Decision-making Strategies

Best Decision-making Strategies in Business

Decision-making occurs at every stage of the business, moving through a pyramidal system from simple decisions made by line employees daily to strategic executive decisions that require years of thought.

Decisions made by managers at different points in time can be classified in this way.

Personal and organizational decisions

Decisions to watch TV, study, or retire early are examples of personal decisions. They affect the organization indirectly. For example, a personal decision to buy a Toyota rather than a Ford indirectly helps one company’s sales and hurts another by losing them. Individual decisions cannot be delegated and have limited influence.

Managers make organizational decisions in their official or formal capacity. These decisions aim to advance the interests of the organization and can be delegated. However, in attempting to bring value to the company, leaders must consider the interests of all stakeholders, such as employees, customers, suppliers, and the public.

Managers need to make management decisions carefully to ensure that all stakeholders benefit from what they do (e.g., pricing products correctly, not engaging in unethical practices, not selling inferior products, etc.).

Individual and group solutions

One person makes individual decisions. These are primarily everyday decisions. On the other hand, group decisions are decisions made by individuals gathered for that purpose — for example, the admission committee of the university and the board of directors of the company.

Compared to individual decisions, group decisions have far-reaching consequences and affect several people and departments.

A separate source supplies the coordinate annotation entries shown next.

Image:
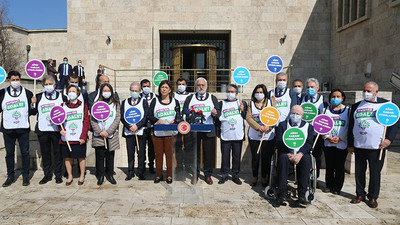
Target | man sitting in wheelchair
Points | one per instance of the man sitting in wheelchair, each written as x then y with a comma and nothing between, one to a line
301,158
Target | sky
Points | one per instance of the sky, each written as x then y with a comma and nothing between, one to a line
38,14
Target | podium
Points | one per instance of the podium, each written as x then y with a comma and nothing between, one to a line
184,160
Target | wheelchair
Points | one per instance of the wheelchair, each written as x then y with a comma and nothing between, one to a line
271,191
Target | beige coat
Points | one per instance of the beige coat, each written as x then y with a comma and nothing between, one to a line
113,142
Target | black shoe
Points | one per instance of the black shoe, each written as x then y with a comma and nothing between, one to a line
45,180
58,180
111,179
141,177
100,180
25,181
8,182
237,181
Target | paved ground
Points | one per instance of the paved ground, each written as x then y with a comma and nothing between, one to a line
143,202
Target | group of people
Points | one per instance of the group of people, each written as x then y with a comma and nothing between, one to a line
355,130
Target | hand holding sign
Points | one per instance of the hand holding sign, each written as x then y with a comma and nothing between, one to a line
58,116
387,115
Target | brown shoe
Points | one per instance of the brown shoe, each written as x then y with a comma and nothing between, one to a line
357,200
373,203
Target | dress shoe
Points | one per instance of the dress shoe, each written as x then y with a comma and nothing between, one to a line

  • A group has more information than one person. Participants drawn from different areas can provide more information and knowledge about the problem.
  • The group can generate more alternatives. This can lead to a broader experience, a greater variety of opinions, and closer scrutiny of the facts than a person can.
  • Participation in collective decisions increases recognition and commitment from people who now consider this decision their own and are interested in its success.
  • Participants understand the solution better because they took part in its origin and development, which means they will make efforts to smoothly implement the solution.
  • Interaction between people with different points of view leads to greater creativity.


  • In groups, a lot of time is lost to generating a management decision.
  • Groups create pressure to agree. Collective thinking forces its members to compromise.
  • To bring together the right team members, some solutions come at a cost.
  • The team consists of separated people and, therefore, it is easy to turn the tide and avoid responsibility.

Therefore, they require serious discussion, caution, and debate. Below are the advantages and disadvantages of group management decision-making.

Programmed and non-programmed solutions

The programmed decision is everyday and repetitive. Rules and conditions are set in advance to resolve problems that arise quickly.

Programmed decisions leave no room for reconsideration. However, they need to be followed in a certain way. Such decisions are usually made by lower-level personnel according to established rules and procedures.

Non-programmed solutions deal with unique/unusual problems. Those that arise unexpectedly, and there is no established procedure or formula for their settlement. Deciding whether to disband the team, how to restructure the organization to improve efficiency, and where to locate the company’s new warehouse are all examples of unprogrammed decisions.